I do a weekly movie review on my other blog, and recently, I reviewed The Apartment.

I mention this because I’m self-aggrandizing Matthew Weiner often cites The Apartment as one of his major influences in creating Mad Men. The era (The Apartment is a 1960 film) and the business milieu are obvious, but at the oft-cited Burns Center event, he also talked about the way that The Apartment starts with a lot already going on; that more of the movie shows you things that the characters already know (Baxter has a crush on Fran, Baxter’s apartment is being used by management, etc.), than shows you things that haven’t happened yet. When something new happens, it’s major.

Another very visible movie for us Mad Hatters is How to Succeed in Business Without Really Trying, starring Robert Morse (our own Bertram Cooper). Weiner says he didn’t have Robert Morse specifically in mind for the role, just someone venerable from the era who could hold that kind of power.

If you’re not familiar with How to Succeed…, it’s a musical about, well, succeeding in business. An ambitious window-washer (Morse) uses a book of the same title as the film to guide him up the corporate ladder. The jobs don’t matter, the work doesn’t matter, and the methods don’t matter. It’s all about success.

I compare the two in my review:

There is a lot going on here about American business. Baxter really cares about insurance; he thinks and communicates in actuarial numbers. The higher you go up the management ladder, the less people care, but the product is significant, the numbers are significant. Look at how that changes: By the time of How to Succeed in Business Without Really Trying (1967), no one in the company knows what their product even is. And yes, How to Succeed… is significantly more comedic, but it’s also more cynical. In the seven years between the two films, the notion of a corporate “home” became darker and darker.

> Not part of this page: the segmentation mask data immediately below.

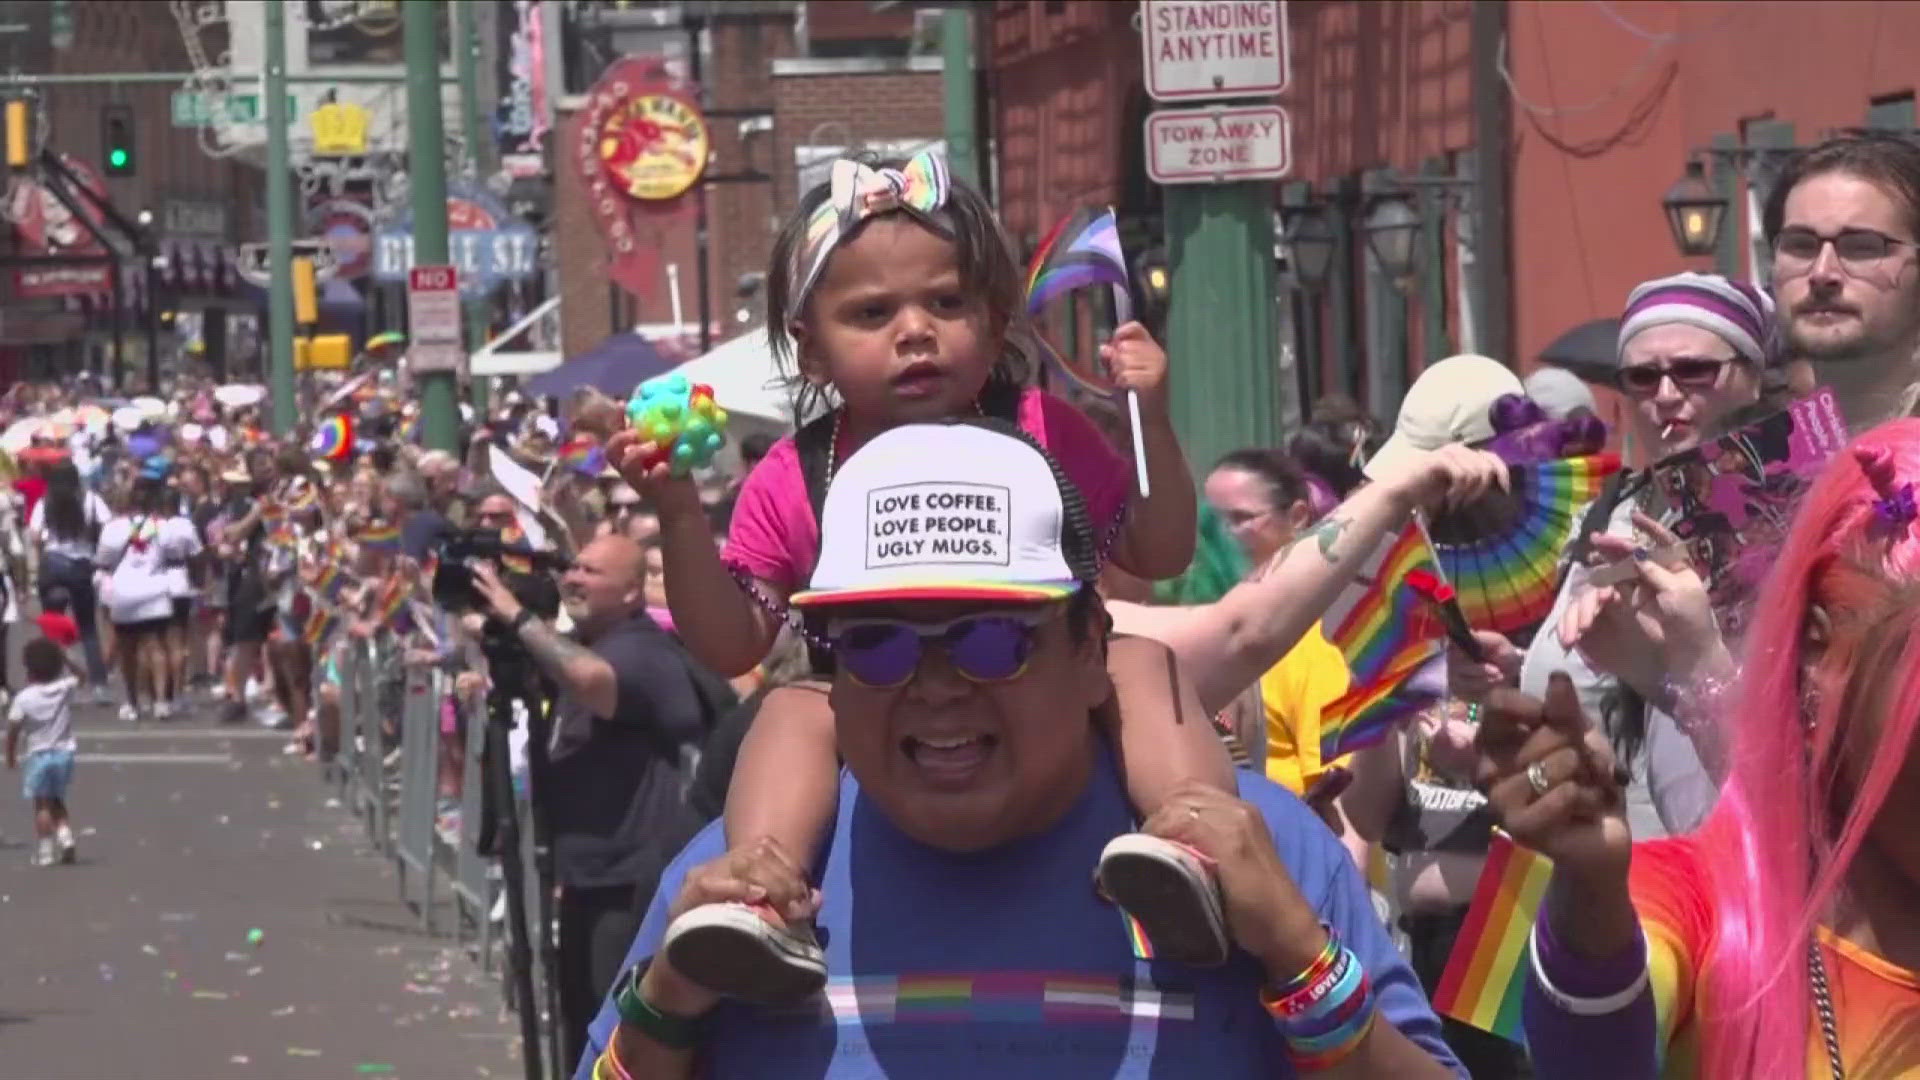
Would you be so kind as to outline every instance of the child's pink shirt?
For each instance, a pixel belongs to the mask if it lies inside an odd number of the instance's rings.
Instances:
[[[1017,416],[1020,428],[1080,489],[1096,537],[1104,542],[1132,491],[1133,465],[1079,410],[1044,391],[1024,391]],[[819,554],[820,523],[789,435],[741,484],[722,558],[729,567],[792,593],[812,576]]]

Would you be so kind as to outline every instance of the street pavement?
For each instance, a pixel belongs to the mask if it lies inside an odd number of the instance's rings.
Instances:
[[[498,982],[285,735],[80,712],[75,865],[30,867],[19,773],[0,791],[0,1076],[521,1075]]]

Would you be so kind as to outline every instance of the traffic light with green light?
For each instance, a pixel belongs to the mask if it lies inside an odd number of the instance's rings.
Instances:
[[[132,176],[139,155],[133,146],[133,107],[100,108],[100,160],[108,176]]]

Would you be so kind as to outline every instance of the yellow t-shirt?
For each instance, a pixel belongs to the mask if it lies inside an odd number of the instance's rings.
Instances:
[[[1346,692],[1346,658],[1315,623],[1260,676],[1260,704],[1267,713],[1267,779],[1299,795],[1320,776],[1320,710]]]

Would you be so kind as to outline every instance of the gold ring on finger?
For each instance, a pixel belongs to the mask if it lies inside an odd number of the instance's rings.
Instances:
[[[1553,782],[1547,779],[1547,763],[1536,761],[1527,766],[1527,786],[1533,789],[1533,797],[1539,798],[1547,793]]]

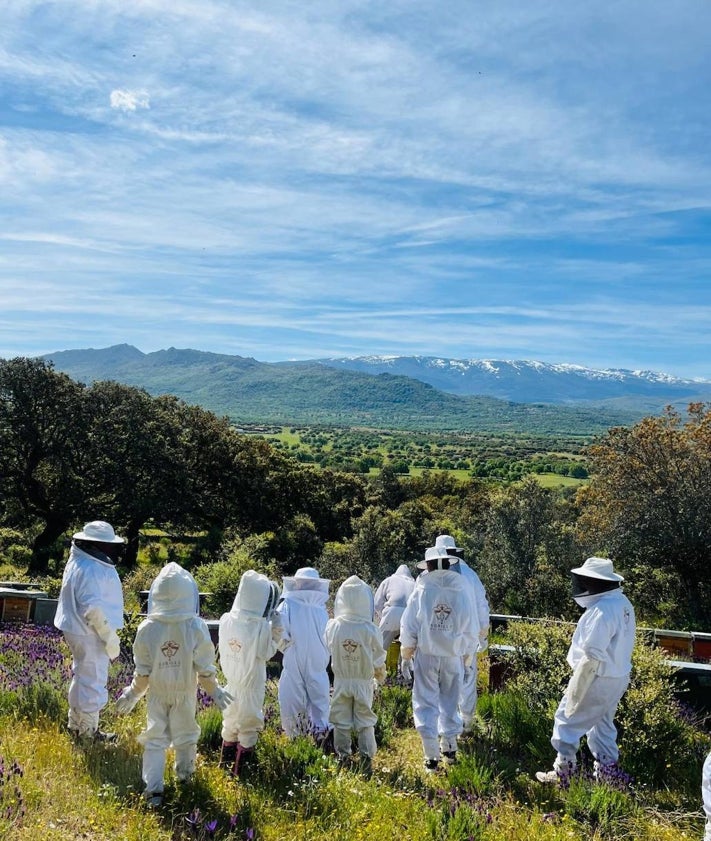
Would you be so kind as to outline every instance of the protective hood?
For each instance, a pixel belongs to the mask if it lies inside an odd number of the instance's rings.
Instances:
[[[284,578],[284,595],[296,593],[300,590],[315,590],[328,596],[328,578],[319,578],[318,570],[313,567],[302,567],[293,576]]]
[[[365,619],[371,622],[374,612],[373,591],[370,587],[357,575],[346,578],[338,588],[333,604],[336,619]]]
[[[589,607],[597,604],[604,595],[604,593],[589,593],[587,596],[573,596],[573,600],[578,607],[587,610]]]
[[[580,596],[598,596],[600,593],[617,590],[620,586],[619,581],[612,581],[606,578],[593,578],[580,575],[577,572],[571,572],[570,578],[574,599]]]
[[[158,573],[148,592],[148,616],[182,620],[197,616],[200,594],[195,579],[174,561]]]
[[[407,564],[400,564],[400,566],[395,570],[395,575],[401,575],[403,578],[409,578],[411,581],[415,580],[412,577],[410,567]]]
[[[240,579],[231,612],[268,619],[279,601],[279,595],[277,584],[261,572],[248,569]]]

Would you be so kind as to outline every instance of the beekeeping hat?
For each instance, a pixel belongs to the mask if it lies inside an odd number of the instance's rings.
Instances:
[[[457,543],[451,534],[440,534],[435,540],[435,546],[444,546],[450,557],[461,559],[464,554],[464,549],[457,546]]]
[[[425,549],[425,559],[417,564],[417,569],[428,569],[428,561],[437,561],[436,569],[449,569],[450,555],[444,546],[428,546]],[[447,561],[445,566],[442,561]]]
[[[573,598],[594,596],[616,590],[625,580],[612,568],[609,558],[588,558],[581,567],[570,570]]]
[[[92,543],[125,543],[122,537],[114,532],[114,527],[103,520],[93,520],[87,523],[82,531],[72,535],[74,540],[90,540]]]

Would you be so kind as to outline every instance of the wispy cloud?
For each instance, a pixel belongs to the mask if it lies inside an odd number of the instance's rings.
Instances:
[[[117,111],[137,111],[139,108],[150,108],[150,97],[147,91],[114,90],[109,95],[111,107]]]
[[[646,0],[8,0],[0,353],[711,376],[709,24]]]

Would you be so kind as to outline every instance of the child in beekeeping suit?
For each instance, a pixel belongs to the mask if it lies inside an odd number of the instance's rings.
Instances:
[[[351,575],[338,588],[333,619],[326,625],[334,678],[329,713],[333,745],[338,758],[346,760],[351,755],[351,731],[355,730],[366,775],[372,770],[377,749],[373,678],[378,683],[385,680],[385,649],[373,613],[372,590],[357,575]]]
[[[198,684],[221,710],[232,700],[217,683],[215,648],[198,609],[195,579],[179,564],[166,564],[151,585],[148,615],[136,632],[133,681],[116,702],[117,711],[125,714],[148,692],[146,728],[138,741],[143,745],[144,796],[151,806],[163,799],[171,745],[177,778],[187,780],[195,770]]]
[[[264,729],[267,660],[279,638],[279,628],[272,627],[278,601],[278,585],[249,569],[240,579],[232,610],[220,618],[220,666],[233,696],[222,717],[220,763],[235,776],[244,776]]]
[[[284,578],[284,592],[277,607],[281,626],[279,650],[283,670],[279,678],[281,725],[289,738],[312,733],[326,739],[329,733],[328,648],[324,631],[328,622],[327,578],[318,570],[302,567]]]

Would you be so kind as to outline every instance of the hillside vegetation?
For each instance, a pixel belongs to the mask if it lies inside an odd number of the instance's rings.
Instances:
[[[317,469],[290,435],[277,448],[172,396],[85,386],[39,360],[0,362],[0,554],[56,580],[67,535],[98,518],[127,538],[128,569],[151,525],[193,536],[191,568],[239,552],[279,574],[317,564],[334,581],[357,573],[377,583],[448,533],[495,612],[574,615],[568,571],[606,554],[646,624],[711,627],[708,406],[614,427],[578,452],[534,454],[533,439],[518,439],[505,458],[502,440],[487,439],[497,456],[465,454],[459,445],[473,439],[391,436],[383,453],[372,440],[365,447],[367,432],[321,431],[309,447],[318,441],[332,461]],[[377,474],[345,472],[360,446],[382,457]],[[396,472],[405,458],[420,475]],[[453,475],[463,461],[466,479]],[[589,476],[553,491],[526,476],[538,470]]]
[[[574,435],[641,417],[630,410],[514,403],[457,396],[405,376],[337,370],[315,362],[268,364],[196,350],[143,354],[128,345],[47,357],[75,380],[116,380],[172,394],[234,423],[329,424],[378,429]]]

In both The Apartment and How to Succeed…, the hero steps on others to rise in business. Baxter (Jack Lemmon) has remorse about that, and Finch (Morse) doesn’t. In Mad Men, it’s not about others at all, it’s about yourself. Pete will blackmail Don to his own detriment, what’s important is how Don handles it. They compete less with each other than with their own demons.

If How to Succeed… represents an increasingly dark and cynical view of business as the decade progresses, we might certainly see signs of that as season 2 begins.